Earnings season kicks off this week with financial sector giants set to report their results.
S&P 500 companies are expected to post a 7% decline in first-quarter earnings, per FactSet.
This will be the largest earnings decline since a 32% slump in the second quarter of 2020.
Corporate America may be heading into a tough earnings season, which kicks off this week.
Companies on the S&P 500 — an index that tracks a broad range of sectors such as banks, manufacturing, tech, and retail — are expected to post a 6.8% decline in first-quarter earnings from a year ago, John Butters, a senior earnings analyst at FactSet wrote in a report last Thursday.
The projected decline will be the largest since the outbreak of the COVID-19 pandemic, when companies reported a 32% slump in earnings in the second quarter of 2020, according to the financial data company.
The estimated 6.8% decline in first-quarter earnings is not just the lowest in two years, but also below the five-year earnings growth rate of 13.4% and the 10-year earnings growth rate of 8.7%, per FactSet.
"Analysts and companies have been more pessimistic in their earnings outlooks for the first quarter compared to historical average," Butters added in his note.
FactSet's analysis was based on 106 S&P companies that issued guidance on their first-quarter earnings per share.
Out of the 11 sectors on the S&P, six are expecting to report an on-year decline in earnings. Leading losses are companies in the materials, healthcare, IT, and communication sectors services.
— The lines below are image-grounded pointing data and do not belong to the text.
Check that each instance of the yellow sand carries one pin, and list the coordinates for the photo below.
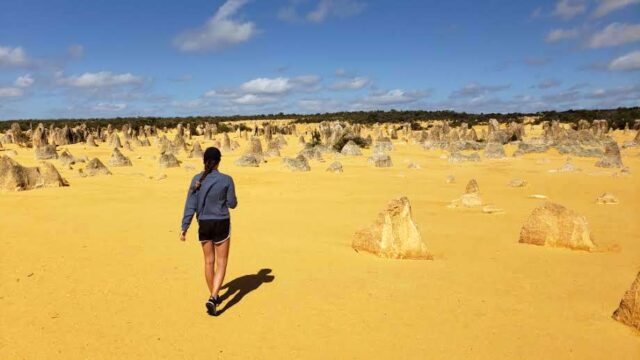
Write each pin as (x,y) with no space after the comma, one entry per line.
(96,270)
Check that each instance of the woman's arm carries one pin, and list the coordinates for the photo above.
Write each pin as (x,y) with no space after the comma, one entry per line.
(232,200)
(190,206)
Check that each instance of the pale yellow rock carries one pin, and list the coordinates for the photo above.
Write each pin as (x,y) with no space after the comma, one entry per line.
(629,310)
(393,235)
(554,225)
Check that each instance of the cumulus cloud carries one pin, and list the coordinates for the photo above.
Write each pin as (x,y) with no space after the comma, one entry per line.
(11,91)
(567,9)
(253,99)
(615,34)
(220,32)
(321,11)
(354,83)
(76,51)
(24,81)
(99,80)
(13,56)
(475,90)
(109,107)
(630,61)
(391,97)
(279,85)
(548,83)
(561,34)
(607,6)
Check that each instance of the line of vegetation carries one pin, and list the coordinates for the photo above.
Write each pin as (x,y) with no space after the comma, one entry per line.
(617,118)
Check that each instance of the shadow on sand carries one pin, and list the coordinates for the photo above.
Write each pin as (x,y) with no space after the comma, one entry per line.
(241,286)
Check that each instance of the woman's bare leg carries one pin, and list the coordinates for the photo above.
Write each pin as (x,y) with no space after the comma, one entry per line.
(209,260)
(222,253)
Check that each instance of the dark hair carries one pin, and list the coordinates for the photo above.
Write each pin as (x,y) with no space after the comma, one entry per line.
(211,158)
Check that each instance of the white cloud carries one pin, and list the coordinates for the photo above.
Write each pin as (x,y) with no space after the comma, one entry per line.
(567,9)
(220,32)
(321,10)
(392,97)
(339,8)
(615,34)
(76,51)
(99,80)
(548,83)
(13,56)
(252,99)
(561,34)
(607,6)
(279,85)
(355,83)
(630,61)
(24,81)
(109,107)
(474,90)
(11,91)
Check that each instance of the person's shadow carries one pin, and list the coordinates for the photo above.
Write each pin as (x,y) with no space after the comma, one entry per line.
(241,286)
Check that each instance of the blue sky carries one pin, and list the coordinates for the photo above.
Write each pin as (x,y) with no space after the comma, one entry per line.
(107,58)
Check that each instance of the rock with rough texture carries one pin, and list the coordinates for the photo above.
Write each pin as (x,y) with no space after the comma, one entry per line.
(351,149)
(299,163)
(611,157)
(554,225)
(168,160)
(393,235)
(458,157)
(96,167)
(15,177)
(46,152)
(607,199)
(247,160)
(117,159)
(494,150)
(628,312)
(517,183)
(196,151)
(335,167)
(472,187)
(381,160)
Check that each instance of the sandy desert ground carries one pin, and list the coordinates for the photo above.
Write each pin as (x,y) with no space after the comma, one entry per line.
(96,271)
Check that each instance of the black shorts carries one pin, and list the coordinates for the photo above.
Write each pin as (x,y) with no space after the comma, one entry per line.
(218,230)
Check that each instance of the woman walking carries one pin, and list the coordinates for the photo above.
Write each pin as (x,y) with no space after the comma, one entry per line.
(211,195)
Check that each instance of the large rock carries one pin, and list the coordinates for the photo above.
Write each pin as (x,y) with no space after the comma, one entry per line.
(117,159)
(46,152)
(554,225)
(168,160)
(299,163)
(15,177)
(96,167)
(628,312)
(611,157)
(381,160)
(393,235)
(351,149)
(248,160)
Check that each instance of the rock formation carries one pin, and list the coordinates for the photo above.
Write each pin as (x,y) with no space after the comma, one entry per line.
(628,312)
(248,160)
(168,160)
(46,152)
(96,167)
(393,235)
(554,225)
(117,159)
(335,167)
(15,177)
(299,163)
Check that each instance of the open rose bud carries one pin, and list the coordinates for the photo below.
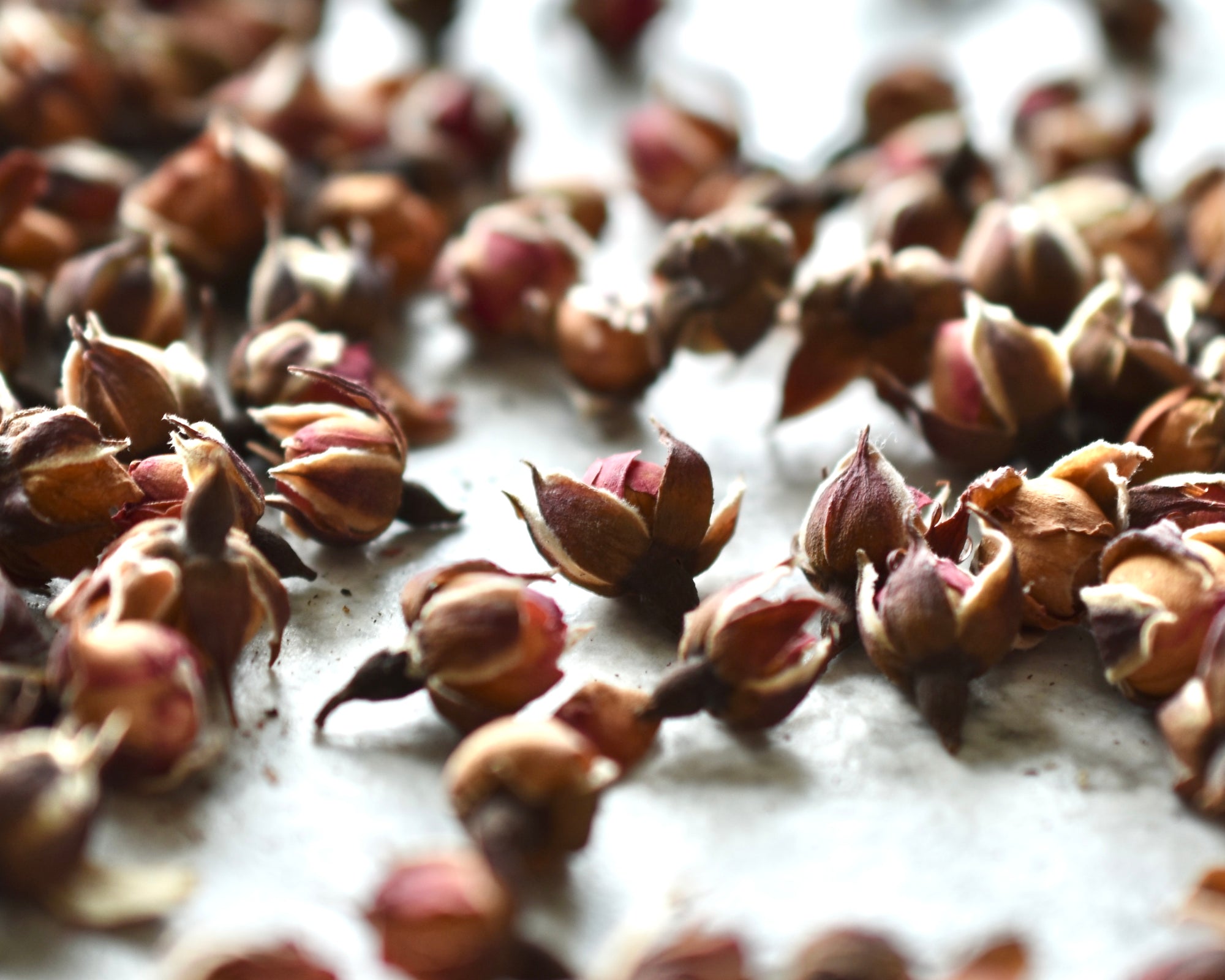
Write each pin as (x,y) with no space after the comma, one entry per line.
(1059,525)
(636,529)
(134,286)
(342,482)
(718,282)
(1161,591)
(932,628)
(885,311)
(481,640)
(50,794)
(61,486)
(527,792)
(745,658)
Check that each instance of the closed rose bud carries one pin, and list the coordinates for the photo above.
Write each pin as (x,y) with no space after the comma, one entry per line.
(1059,525)
(634,527)
(62,483)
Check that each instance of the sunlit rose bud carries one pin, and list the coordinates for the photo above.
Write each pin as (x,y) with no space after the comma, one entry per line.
(50,794)
(406,231)
(134,286)
(213,200)
(718,282)
(1031,260)
(884,311)
(62,484)
(1151,616)
(527,792)
(342,482)
(481,640)
(511,268)
(1059,525)
(634,527)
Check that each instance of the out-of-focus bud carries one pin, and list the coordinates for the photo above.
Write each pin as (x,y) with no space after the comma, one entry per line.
(718,281)
(1059,525)
(1161,591)
(134,286)
(50,791)
(634,527)
(213,200)
(342,482)
(527,792)
(511,268)
(745,657)
(61,483)
(481,640)
(1031,260)
(884,311)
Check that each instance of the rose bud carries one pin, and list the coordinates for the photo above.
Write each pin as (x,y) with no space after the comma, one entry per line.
(511,268)
(718,282)
(62,484)
(745,658)
(884,311)
(260,377)
(527,792)
(134,286)
(481,640)
(1059,525)
(342,481)
(213,200)
(1031,260)
(634,527)
(50,791)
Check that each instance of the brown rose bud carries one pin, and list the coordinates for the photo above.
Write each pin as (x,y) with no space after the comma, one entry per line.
(342,482)
(527,792)
(1059,525)
(61,484)
(481,640)
(884,311)
(634,527)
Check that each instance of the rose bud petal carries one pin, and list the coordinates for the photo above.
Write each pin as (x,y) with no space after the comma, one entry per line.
(1059,525)
(527,792)
(51,791)
(884,311)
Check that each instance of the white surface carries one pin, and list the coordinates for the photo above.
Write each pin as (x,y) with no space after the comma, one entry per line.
(1057,823)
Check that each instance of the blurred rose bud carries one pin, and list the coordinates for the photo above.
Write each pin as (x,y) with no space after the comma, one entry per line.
(1059,525)
(527,792)
(718,281)
(634,527)
(62,483)
(745,657)
(1031,260)
(342,481)
(50,794)
(134,286)
(481,640)
(213,200)
(1161,591)
(885,311)
(511,268)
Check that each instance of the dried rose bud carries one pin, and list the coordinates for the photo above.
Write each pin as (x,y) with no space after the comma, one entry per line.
(718,282)
(213,200)
(884,311)
(62,483)
(134,286)
(1151,616)
(1031,260)
(527,792)
(51,792)
(1059,525)
(634,527)
(481,640)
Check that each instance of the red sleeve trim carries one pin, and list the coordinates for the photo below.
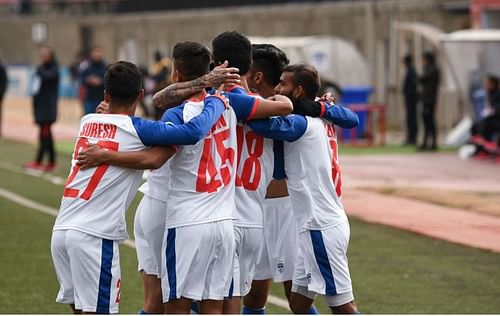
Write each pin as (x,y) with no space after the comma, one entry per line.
(254,109)
(323,109)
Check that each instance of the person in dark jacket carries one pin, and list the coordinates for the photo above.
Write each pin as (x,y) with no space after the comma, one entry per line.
(430,87)
(93,80)
(411,98)
(3,87)
(45,108)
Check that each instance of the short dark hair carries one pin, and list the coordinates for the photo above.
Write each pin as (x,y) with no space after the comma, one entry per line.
(494,80)
(270,60)
(123,82)
(235,48)
(191,59)
(305,76)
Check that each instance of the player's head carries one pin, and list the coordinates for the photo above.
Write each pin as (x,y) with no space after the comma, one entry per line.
(267,66)
(408,60)
(235,48)
(191,60)
(299,82)
(97,54)
(47,55)
(123,85)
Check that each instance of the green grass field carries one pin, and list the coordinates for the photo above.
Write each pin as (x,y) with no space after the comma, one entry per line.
(393,271)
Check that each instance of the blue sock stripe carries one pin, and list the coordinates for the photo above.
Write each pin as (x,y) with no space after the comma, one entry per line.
(103,297)
(323,262)
(171,272)
(253,311)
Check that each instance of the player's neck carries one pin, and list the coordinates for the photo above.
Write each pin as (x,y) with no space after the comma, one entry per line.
(121,109)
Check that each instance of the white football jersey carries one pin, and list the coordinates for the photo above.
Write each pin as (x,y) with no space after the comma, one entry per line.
(202,176)
(254,172)
(95,200)
(313,173)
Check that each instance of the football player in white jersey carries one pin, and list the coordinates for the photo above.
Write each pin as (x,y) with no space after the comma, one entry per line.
(91,221)
(247,107)
(148,226)
(280,246)
(314,184)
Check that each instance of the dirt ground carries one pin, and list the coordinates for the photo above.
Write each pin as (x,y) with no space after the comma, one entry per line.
(434,194)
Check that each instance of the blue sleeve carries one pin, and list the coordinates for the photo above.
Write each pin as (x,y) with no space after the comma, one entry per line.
(166,133)
(289,128)
(243,105)
(341,116)
(279,161)
(174,115)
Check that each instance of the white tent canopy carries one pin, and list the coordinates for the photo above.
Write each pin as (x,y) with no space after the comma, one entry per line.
(337,60)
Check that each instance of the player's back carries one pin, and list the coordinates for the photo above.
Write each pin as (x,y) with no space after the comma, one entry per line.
(202,176)
(95,200)
(314,176)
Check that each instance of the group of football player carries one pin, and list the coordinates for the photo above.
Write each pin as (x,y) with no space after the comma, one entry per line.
(245,188)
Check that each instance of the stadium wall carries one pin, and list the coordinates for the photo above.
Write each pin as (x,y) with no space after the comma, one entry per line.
(136,36)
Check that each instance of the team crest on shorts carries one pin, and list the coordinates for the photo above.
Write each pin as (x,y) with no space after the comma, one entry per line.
(281,266)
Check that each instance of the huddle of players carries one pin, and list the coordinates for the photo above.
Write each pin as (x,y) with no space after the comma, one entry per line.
(212,227)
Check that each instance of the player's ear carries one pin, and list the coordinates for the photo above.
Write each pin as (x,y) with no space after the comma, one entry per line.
(298,92)
(106,97)
(140,97)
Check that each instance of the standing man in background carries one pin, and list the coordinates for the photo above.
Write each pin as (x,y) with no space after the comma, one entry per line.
(3,87)
(411,97)
(45,108)
(160,73)
(430,89)
(93,80)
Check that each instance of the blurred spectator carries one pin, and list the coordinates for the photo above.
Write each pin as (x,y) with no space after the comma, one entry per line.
(3,87)
(160,73)
(411,98)
(45,108)
(430,87)
(92,78)
(489,127)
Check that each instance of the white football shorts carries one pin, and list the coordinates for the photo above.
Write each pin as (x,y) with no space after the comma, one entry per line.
(197,261)
(88,270)
(322,266)
(149,227)
(277,260)
(248,247)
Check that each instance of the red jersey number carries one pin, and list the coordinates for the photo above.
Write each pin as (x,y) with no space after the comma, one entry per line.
(210,179)
(252,169)
(96,177)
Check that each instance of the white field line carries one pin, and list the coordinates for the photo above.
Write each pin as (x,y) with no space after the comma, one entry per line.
(129,243)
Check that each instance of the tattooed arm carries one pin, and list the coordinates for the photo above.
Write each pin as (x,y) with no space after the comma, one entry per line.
(180,91)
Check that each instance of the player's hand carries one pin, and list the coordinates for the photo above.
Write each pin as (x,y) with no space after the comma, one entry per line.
(220,94)
(328,97)
(102,108)
(90,157)
(222,75)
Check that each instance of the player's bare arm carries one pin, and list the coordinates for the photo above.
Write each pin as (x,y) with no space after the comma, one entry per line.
(275,105)
(178,92)
(151,158)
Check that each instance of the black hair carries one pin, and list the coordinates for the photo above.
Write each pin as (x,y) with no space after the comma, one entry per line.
(235,48)
(123,82)
(429,56)
(494,80)
(191,59)
(270,60)
(408,60)
(305,76)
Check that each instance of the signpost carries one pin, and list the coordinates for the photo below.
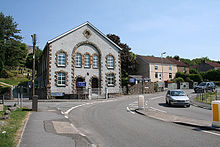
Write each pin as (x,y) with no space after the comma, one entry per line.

Consumer discretionary and industrials are expected to lead those reporting on-year earnings growth.
Despite the banking crisis last month, the financials sector expects the highest on-year revenue growth rate of 9% among all 11 sectors, FactSet's analysis show. However, few companies in the sector issue quarterly earnings guidance, Butters noted.
Somber tidings ahead, analysts warn.
This earnings season comes amid ongoing concerns over the economy after the Federal Reserve issued its ninth straight interest rate hike last month in its continued drive to cool inflation — intensifying worries that the economy could cool so much that it could tip into a recession, particularly amid the bank crisis.
FactSet isn't the only one warnings of somber tidings ahead of earnings releases.
Goldman Sachs strategists are also forecasting a dismal earnings season as they too expect corporate profits to see their sharpest decline since 2020, according to a note last week seen by Insider. Goldman analysts expect earnings per share in the first quarter of 2023 to decline 7% from a year ago.
"Earnings growth peaked in most regions in early 2022 and has trended lower since," wrote Andrew Pease, global head of investment strategy at Russell Investments, an investment firm, in a March 20 report about the global outlook. "This has in part been due to moderating sales growth as economic growth cools, but falling margins have also played a role."
Profit margins are getting squeezed because the growth of labor costs, such as wages, is declining more gradually as compared to overall inflation, he added.
The S&P 500 index closed 0.1% higher at 4,109.11 on Monday. It's up 7% so far this year.
Financial sector giants Citigroup and JPMorgan will report their results on April 14. Tech giant Apple is scheduled to report quarterly earnings on May 4, while Microsoft will report on April 25.